I was denied for Medicaid and Emergency Monetary Assistance, my food stamps run out on May 8th, and I’ve been denied twice for Social Security. I’m running out of reasons to see the point in going on. I seriously feel that the only way Social Security is going to take my case seriously is if I make a suicide attempt that puts me into the hospital, if I die, then that’s just one less thing for my mom to worry about.

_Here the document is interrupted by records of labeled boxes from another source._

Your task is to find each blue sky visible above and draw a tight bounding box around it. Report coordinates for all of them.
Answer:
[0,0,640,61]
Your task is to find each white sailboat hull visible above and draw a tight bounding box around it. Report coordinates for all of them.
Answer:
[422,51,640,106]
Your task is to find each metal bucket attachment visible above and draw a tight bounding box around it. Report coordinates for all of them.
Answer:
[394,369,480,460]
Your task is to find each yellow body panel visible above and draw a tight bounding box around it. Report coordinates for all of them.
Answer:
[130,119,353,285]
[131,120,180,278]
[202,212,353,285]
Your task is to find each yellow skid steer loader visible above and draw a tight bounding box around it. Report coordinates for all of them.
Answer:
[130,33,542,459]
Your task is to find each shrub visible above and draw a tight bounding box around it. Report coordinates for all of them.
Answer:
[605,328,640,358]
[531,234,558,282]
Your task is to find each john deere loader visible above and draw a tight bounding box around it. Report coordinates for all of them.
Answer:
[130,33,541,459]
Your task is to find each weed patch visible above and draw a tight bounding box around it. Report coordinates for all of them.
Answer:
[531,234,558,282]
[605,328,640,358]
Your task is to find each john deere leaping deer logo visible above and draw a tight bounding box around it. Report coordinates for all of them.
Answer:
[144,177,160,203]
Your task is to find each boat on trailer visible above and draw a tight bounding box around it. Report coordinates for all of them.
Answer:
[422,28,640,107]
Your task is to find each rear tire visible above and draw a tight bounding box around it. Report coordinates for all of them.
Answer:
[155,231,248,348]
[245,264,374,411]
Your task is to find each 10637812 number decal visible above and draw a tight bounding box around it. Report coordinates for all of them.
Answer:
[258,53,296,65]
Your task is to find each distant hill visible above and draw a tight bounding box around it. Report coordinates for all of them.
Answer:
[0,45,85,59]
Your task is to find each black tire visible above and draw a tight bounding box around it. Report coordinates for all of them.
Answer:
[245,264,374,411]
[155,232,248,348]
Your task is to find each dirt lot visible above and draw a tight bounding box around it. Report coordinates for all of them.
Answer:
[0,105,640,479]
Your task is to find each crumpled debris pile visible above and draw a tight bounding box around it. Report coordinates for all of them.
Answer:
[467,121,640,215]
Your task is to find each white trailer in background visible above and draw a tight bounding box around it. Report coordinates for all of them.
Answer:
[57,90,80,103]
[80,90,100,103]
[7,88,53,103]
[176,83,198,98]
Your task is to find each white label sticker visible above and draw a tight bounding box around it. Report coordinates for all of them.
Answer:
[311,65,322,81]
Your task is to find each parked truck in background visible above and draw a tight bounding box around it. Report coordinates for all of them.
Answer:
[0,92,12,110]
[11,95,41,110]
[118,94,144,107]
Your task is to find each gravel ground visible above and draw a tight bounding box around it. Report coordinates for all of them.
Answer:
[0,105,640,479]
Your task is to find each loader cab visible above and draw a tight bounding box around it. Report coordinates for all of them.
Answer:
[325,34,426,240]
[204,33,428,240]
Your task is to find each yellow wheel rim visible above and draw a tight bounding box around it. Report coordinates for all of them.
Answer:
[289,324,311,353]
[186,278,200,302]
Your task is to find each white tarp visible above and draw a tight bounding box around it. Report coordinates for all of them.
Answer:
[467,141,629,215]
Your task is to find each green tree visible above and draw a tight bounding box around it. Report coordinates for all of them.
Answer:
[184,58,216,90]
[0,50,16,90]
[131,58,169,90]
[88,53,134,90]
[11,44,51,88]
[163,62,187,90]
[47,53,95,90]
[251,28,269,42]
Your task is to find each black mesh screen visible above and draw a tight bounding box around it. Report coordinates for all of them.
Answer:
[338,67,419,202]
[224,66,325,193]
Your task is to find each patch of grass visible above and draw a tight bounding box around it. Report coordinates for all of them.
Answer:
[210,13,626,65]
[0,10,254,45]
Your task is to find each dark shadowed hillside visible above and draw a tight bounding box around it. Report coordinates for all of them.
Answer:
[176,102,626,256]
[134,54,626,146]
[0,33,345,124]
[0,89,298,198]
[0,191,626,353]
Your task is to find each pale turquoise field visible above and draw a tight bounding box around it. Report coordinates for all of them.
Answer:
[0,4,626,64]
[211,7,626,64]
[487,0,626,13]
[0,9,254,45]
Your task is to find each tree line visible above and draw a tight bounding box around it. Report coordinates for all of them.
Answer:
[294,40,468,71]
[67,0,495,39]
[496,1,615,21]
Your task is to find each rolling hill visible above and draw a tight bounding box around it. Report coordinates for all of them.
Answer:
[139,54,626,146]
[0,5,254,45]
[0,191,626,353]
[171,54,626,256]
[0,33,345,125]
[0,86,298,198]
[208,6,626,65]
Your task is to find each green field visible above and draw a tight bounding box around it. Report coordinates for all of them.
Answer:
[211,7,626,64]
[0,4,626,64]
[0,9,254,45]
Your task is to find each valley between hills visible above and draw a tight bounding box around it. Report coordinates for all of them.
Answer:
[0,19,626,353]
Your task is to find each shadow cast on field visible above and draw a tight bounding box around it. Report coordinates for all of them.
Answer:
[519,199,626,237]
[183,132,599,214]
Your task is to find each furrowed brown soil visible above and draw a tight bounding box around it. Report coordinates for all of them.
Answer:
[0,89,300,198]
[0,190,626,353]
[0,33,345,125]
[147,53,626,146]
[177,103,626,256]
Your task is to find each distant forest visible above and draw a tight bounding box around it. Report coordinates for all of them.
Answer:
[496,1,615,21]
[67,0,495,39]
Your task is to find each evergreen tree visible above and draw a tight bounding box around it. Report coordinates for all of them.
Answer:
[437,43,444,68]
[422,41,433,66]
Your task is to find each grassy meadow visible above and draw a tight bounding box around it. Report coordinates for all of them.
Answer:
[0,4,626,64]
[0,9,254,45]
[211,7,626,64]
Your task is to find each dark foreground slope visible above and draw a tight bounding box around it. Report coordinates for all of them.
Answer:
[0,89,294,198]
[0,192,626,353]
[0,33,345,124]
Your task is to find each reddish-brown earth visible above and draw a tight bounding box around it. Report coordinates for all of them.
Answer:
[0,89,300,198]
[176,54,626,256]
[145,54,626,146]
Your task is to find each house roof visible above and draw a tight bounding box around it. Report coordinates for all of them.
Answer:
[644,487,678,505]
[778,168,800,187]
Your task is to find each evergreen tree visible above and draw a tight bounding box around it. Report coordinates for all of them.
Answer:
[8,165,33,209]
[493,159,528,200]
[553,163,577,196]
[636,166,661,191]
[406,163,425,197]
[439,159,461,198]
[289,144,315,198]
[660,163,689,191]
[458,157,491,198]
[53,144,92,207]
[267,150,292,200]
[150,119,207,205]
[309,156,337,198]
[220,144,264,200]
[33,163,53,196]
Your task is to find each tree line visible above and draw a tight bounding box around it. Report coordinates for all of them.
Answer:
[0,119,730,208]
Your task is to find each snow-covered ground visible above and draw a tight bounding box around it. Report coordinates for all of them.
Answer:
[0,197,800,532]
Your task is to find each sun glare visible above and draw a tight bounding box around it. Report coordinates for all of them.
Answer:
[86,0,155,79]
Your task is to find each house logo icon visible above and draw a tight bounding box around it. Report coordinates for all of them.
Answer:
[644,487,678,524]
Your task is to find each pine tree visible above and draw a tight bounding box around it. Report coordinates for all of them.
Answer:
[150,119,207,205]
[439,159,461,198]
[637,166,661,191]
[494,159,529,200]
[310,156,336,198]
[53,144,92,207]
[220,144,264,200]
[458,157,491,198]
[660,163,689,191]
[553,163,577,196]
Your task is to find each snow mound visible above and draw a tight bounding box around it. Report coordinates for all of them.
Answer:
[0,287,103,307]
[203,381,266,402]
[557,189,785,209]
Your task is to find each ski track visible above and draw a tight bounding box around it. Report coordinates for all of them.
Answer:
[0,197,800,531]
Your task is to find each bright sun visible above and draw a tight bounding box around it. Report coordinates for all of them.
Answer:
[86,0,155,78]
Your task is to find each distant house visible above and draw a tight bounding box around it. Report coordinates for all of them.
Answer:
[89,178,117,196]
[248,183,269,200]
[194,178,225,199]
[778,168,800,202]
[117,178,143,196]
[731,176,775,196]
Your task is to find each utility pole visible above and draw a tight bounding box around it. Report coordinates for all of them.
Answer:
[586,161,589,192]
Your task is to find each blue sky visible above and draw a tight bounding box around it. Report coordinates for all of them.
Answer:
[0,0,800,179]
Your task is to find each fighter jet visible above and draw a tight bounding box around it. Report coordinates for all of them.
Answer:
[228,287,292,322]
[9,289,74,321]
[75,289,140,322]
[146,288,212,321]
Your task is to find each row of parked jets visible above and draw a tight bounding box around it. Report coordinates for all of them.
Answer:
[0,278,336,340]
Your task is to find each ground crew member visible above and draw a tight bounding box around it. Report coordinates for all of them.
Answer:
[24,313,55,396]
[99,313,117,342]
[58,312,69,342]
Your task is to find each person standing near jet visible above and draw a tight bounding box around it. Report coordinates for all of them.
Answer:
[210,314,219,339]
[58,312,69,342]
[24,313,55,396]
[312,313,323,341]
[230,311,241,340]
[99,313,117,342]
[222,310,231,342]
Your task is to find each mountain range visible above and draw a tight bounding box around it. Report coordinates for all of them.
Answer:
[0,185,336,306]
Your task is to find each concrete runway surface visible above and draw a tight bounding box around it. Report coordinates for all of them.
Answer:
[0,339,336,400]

My grandfather and stepfather seem to think that I’m some sort of genius that could make millions of dollars working on computers or selling real estate. They don’t get that before I dropped out of high school the only subject I was good at was English. They don’t get that seven years of shoveling anti-depressants and anti-psychotics into my system has left my brain a foggy mushy haze. I can’t remember the simplest things, phone numbers, addresses, birthdays. I’ve had a friend for over 5 years, and I’ll never remember her birthday, hell, I can’t even remember what month it’s in. I can’t remember directions, I’m constantly lost in the car, hell, I even have trouble with left and right. I had to leave my last job because I forgot a simple instruction that was apparently given to me earlier that year. I have no recollection of ever being told what I was told before.

I feel like I’m being crushed by the weight of bad omens. I cannot move back home, I felt like a prisoner who would do anything to escape, it was hell; I cannot go back, it’s not an option. My moods have only stabilized since I’ve gotten away from my family, I was miserable, irritable, and stuck in a deep, heavy depression the entire time I was there. I would rather die. I would rather kill myself.

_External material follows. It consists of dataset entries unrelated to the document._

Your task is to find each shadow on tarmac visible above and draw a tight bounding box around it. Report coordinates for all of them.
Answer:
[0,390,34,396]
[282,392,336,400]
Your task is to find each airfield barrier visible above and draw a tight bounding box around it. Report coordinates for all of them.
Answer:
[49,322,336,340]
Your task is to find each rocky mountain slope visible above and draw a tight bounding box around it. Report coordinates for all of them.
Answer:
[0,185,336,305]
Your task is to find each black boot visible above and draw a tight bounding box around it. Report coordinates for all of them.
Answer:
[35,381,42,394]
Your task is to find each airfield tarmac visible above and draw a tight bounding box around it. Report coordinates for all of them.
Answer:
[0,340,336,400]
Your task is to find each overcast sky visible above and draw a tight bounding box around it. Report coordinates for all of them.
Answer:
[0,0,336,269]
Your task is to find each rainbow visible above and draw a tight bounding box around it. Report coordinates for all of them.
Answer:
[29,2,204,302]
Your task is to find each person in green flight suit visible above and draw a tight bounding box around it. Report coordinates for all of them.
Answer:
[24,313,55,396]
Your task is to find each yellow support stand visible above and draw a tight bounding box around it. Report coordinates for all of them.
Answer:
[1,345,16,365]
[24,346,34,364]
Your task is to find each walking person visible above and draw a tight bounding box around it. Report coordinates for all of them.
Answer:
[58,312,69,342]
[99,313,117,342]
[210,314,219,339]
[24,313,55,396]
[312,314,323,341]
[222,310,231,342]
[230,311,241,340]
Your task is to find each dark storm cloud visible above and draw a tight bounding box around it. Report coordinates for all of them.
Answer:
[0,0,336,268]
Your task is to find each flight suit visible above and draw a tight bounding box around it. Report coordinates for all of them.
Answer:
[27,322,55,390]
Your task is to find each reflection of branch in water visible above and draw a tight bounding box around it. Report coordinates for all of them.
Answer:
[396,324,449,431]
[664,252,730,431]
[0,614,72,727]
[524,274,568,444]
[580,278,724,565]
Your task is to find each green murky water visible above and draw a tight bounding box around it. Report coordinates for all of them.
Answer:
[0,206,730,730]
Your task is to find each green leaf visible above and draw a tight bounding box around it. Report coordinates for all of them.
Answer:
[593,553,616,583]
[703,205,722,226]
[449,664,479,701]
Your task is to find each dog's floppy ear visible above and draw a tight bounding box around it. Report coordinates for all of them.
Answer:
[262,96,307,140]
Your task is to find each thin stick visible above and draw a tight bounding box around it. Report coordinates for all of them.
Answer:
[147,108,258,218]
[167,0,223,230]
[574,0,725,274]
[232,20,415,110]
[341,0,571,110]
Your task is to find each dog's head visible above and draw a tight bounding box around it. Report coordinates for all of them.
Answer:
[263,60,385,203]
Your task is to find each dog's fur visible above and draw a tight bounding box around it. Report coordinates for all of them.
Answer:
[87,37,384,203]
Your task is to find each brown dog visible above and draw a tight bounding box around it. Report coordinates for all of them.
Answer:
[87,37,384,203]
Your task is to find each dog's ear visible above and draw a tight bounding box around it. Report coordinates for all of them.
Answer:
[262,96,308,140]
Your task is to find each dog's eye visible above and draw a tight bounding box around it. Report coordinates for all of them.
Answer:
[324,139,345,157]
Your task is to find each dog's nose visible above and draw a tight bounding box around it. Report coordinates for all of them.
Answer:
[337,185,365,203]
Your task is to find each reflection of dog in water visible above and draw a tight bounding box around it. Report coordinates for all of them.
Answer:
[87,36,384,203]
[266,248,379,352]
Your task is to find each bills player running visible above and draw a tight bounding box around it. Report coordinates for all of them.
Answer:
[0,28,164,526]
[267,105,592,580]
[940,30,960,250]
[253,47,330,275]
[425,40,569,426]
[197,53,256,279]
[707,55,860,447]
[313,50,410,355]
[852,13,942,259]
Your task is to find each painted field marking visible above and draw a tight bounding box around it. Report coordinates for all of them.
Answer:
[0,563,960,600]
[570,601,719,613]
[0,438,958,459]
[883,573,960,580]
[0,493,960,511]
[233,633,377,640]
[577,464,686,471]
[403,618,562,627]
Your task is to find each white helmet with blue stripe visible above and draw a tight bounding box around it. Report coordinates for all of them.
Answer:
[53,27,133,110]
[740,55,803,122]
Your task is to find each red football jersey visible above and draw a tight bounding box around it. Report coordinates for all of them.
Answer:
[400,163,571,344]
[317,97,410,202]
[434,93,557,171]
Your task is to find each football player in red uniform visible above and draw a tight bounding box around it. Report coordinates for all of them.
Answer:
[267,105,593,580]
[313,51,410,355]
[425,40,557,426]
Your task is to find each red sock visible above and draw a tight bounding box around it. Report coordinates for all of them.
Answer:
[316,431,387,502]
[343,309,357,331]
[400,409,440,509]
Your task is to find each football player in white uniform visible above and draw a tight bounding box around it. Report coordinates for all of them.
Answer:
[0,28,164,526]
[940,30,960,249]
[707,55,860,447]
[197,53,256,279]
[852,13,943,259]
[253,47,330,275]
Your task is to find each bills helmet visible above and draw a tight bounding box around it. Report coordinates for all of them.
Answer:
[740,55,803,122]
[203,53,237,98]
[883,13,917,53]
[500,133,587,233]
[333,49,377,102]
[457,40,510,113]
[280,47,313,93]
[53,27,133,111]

As for working…I am in constant pain, I suppose if I could get a job in data entry or something simple like that, it would be ok…but I don’t even know how to find a job. I’ve always worked retail, McDonalds, video game stores, computer stores, comic book stores.

I can’t take any stress now. I feel like I’ll snap into two. I yelled at my mom today, but she deserved it. After making me give her all of my ativan for 6 months, she lies to the doctor and says she’s been taking a little more than usual. Bull. She’s been popping 5 or 6 a day sometimes. In fact, once, she went through all 30 of mine in a week. She blackmailed and bribed me to hand them over, or else I wouldn’t have. So what happens? The doctor prescribes her more. I can’t be responsible for her.

This is the beginning of the end. I can feel it.